Russia e Cina una joint venture per il sostituto del Mi-26 "Halo"

Mil Mi-26 "Halo" / © Russian Helicopters (Rostec)
Mil Mi-26 "Halo" / © Russian Helicopters (Rostec)

Fonti: Russian Helicopters - TASS Russia News Agency

Autore: Ino Biondo - inobiondo36@gmail.com - @bioino

Russian Helicopters e AVIC (Aviation Industry Corporation of China) l' 8 maggio al Cremlino in occasione della visita del presidente cinese Xi Jinping hanno firmato un accordo per lo sviluppo congiunto di un nuovo elicottero pesante, futuro sostituto del Mil Mi-26 codice NATO "Halo". Il programma è stato designato con la sigla AHL - Avanced Heavy Lift, ne ha dato conferma lo stesso ufficio stampa del Cremlino durante la cerimonia per la firma dell'accordo, cui ha presenziato il Presidente della Confederazione Russa Vladimir Putin.
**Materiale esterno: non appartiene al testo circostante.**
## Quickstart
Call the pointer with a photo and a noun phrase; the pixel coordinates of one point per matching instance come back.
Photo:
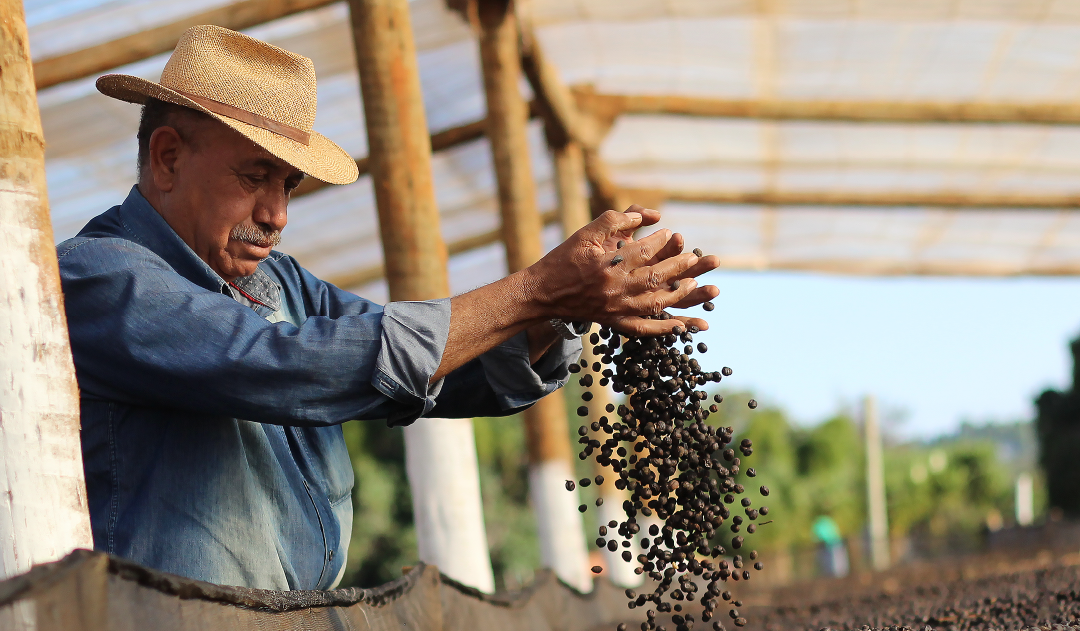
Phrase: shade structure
(1020, 55)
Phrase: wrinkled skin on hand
(589, 278)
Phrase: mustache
(256, 236)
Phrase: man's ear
(165, 146)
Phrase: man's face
(224, 195)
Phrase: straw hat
(266, 93)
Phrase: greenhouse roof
(858, 136)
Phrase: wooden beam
(440, 454)
(547, 428)
(610, 106)
(565, 121)
(162, 39)
(375, 272)
(508, 133)
(440, 142)
(888, 199)
(43, 512)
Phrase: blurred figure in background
(832, 554)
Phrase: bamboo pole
(885, 111)
(559, 525)
(162, 39)
(441, 454)
(958, 200)
(43, 510)
(878, 519)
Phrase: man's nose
(272, 211)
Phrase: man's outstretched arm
(588, 278)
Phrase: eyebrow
(271, 165)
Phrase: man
(215, 372)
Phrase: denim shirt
(212, 411)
Secondo quanto dichiarato dal Presidente di AVIC Lin Zuoming, il programma AHL prevede l'introduzione di tecnologie avanzate, inoltre la nuova macchina ad ala rotante, dovrà essere caratterizzata da alcune specifiche preliminari quali peso massimo al decollo di 38 tonnellate, la possibilità di ospitare un carico fino a 10.000 tonnellate nella stiva, e fino a 15.000 agganciato all'esterno, il nuovo elicottero dovrà essere in grado di compiere missioni antincendio, elisoccorso e trasporto tattico.
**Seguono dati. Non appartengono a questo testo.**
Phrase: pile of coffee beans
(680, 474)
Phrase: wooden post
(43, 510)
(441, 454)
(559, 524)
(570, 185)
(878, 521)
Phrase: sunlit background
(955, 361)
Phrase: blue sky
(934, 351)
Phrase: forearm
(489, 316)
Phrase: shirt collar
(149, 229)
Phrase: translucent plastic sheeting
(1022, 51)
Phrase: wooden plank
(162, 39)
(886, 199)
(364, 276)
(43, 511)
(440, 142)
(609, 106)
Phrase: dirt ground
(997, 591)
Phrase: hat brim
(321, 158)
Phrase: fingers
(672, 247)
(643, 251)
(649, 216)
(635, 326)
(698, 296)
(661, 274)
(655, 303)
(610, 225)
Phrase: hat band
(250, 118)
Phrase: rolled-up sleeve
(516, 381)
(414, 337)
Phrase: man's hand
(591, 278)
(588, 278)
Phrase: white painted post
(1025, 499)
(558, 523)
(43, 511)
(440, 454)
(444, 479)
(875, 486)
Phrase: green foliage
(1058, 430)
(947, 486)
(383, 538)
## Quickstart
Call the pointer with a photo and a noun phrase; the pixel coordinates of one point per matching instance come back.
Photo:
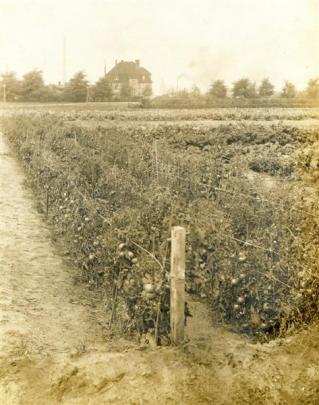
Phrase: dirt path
(52, 348)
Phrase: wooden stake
(177, 308)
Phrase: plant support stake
(177, 276)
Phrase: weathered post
(177, 308)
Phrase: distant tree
(55, 92)
(218, 89)
(33, 87)
(244, 88)
(76, 89)
(126, 92)
(147, 92)
(195, 91)
(289, 90)
(312, 90)
(102, 90)
(12, 86)
(266, 89)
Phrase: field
(235, 187)
(112, 182)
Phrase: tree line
(32, 88)
(245, 88)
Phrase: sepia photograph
(159, 202)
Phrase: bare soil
(55, 350)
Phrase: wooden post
(177, 308)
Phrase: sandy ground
(53, 348)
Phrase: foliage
(126, 92)
(289, 90)
(266, 89)
(312, 89)
(76, 89)
(244, 88)
(218, 89)
(114, 201)
(12, 84)
(102, 90)
(32, 87)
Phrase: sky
(181, 42)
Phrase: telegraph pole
(64, 62)
(4, 91)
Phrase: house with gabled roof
(130, 78)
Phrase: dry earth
(54, 349)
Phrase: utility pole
(87, 93)
(64, 62)
(4, 91)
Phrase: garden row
(114, 193)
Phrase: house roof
(123, 71)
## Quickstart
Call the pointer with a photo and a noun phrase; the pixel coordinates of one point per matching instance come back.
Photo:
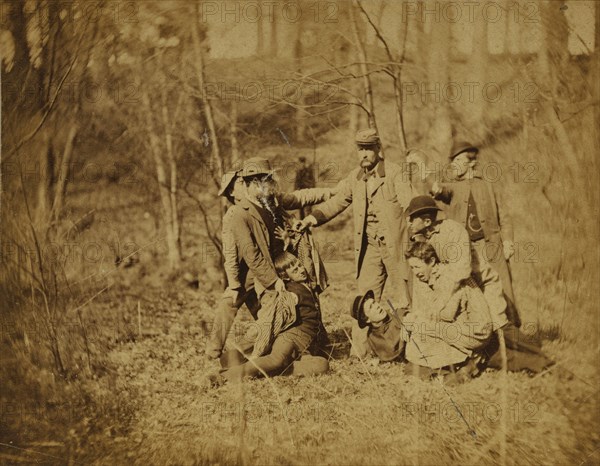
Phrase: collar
(433, 229)
(434, 277)
(471, 174)
(378, 169)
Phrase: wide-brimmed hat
(227, 181)
(367, 137)
(421, 204)
(256, 166)
(357, 311)
(462, 146)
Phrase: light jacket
(391, 195)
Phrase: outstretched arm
(261, 267)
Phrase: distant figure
(295, 344)
(379, 192)
(305, 179)
(474, 202)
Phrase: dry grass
(147, 402)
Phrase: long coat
(493, 216)
(253, 241)
(391, 196)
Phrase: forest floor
(359, 413)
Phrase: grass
(147, 403)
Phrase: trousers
(224, 317)
(378, 268)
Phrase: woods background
(118, 119)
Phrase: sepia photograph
(300, 232)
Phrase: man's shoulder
(450, 226)
(299, 289)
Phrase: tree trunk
(440, 130)
(45, 187)
(173, 172)
(300, 119)
(173, 251)
(208, 111)
(477, 70)
(235, 153)
(63, 172)
(364, 69)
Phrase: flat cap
(367, 136)
(227, 181)
(256, 166)
(421, 204)
(462, 146)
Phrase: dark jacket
(391, 197)
(493, 216)
(253, 239)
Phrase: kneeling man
(450, 331)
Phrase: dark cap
(357, 310)
(227, 181)
(367, 137)
(421, 204)
(256, 166)
(462, 146)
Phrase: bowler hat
(367, 137)
(357, 311)
(227, 181)
(462, 146)
(256, 166)
(421, 204)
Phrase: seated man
(248, 259)
(299, 347)
(449, 333)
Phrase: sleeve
(404, 188)
(261, 268)
(455, 254)
(303, 197)
(446, 194)
(386, 341)
(230, 251)
(337, 204)
(451, 307)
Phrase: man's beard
(268, 200)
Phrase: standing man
(473, 202)
(379, 192)
(250, 243)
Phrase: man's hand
(234, 294)
(509, 249)
(283, 235)
(436, 189)
(301, 225)
(279, 285)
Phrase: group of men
(443, 265)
Un esemplare venezuelano / © Russian Helicopters (Rostec)
Un esemplare venezuelano / © Russian Helicopters (Rostec)

Il progetto del Mi-26 è stato da sempre ambizioso, sin dai tempi dello sviluppo da parte del OKB diretto da Michail Leont'evič Mil' alla fine degli anni settanta. Attualmente circa 276 Mi-26 sono in servizio in tutto il mondo, la versione più aggiornata corrisponde al Mi-26T2 versione dotata di un radar meteo Groza 7A813, un sistema di navigazione di volo integrato PKV-26-1, GPS, HSI (Horizontal Situation Indicator) e l'utilissimo sistema di hovering automatico. Considerato il più grande elicottero mai costruito al mondo, ed il primo ad utilizzare un rotore ad otto pale, è mosso da un biturbina Lotarev D-136, la cui trasmissione ha la capacità di proseguire il volo anche in caso di avaria ad un motore, carico permettendo. Il nuovo progetto "sino-russo" dovrà soddisfare sia le esigenze militari che istituzionali, senza sottovalutare il mercato commerciale, in qualsiasi condizione atmosferica sia di notte che di giorno ad elevate altitudini e temperature. Secondo Alexander Mikheyev , Direttore generale di Russian Helicopters, soltanto per il mercato cinese la stima prevede una richiesta di oltre 200 elicotteri con queste caratteristiche "Hot and High" soprattutto in ambito commerciale, per le industrie russe, il mercato cinese è stato sempre di fondamentale importanza: basti pensare che il Governo di Pechino ha investito più di 1,8 miliardi di rubli per l'importazione di attrezzature dalla Russia, e per quanto concerne l'ala rotante, sono stati acquisiti più di 300 Mi-17, per lo più in versione militare, elicotteri navali  Kamov della serie Ka-27/28/31, Mi-26ts e Ka 32A11BC per uso civile, per un totale complessivo di circa 400 elicotteri. 

Cockpit del Mi-26T2 / © ROSTEC
Cockpit del Mi-26T2 / © ROSTEC

"La cooperazione tra i ministeri della Difesa della Russo e Cinese è un fattore importante per la sicurezza nella regione e nel mondo intero", ha detto il presidente russo Vladimir Putin dopo i colloqui con il presidente cinese Xi Jinping. Si prevede che la produzione del nuovo elicottero pesante venga avviata negli stabilimenti di Pechino, anche se il programma è in uno stato puramente interlocutorio, secondo i vertici delle due aziende, vi è il pieno interesse di entrambi i governi di concretizzare la nascita del futuro sostituto del Mi-26.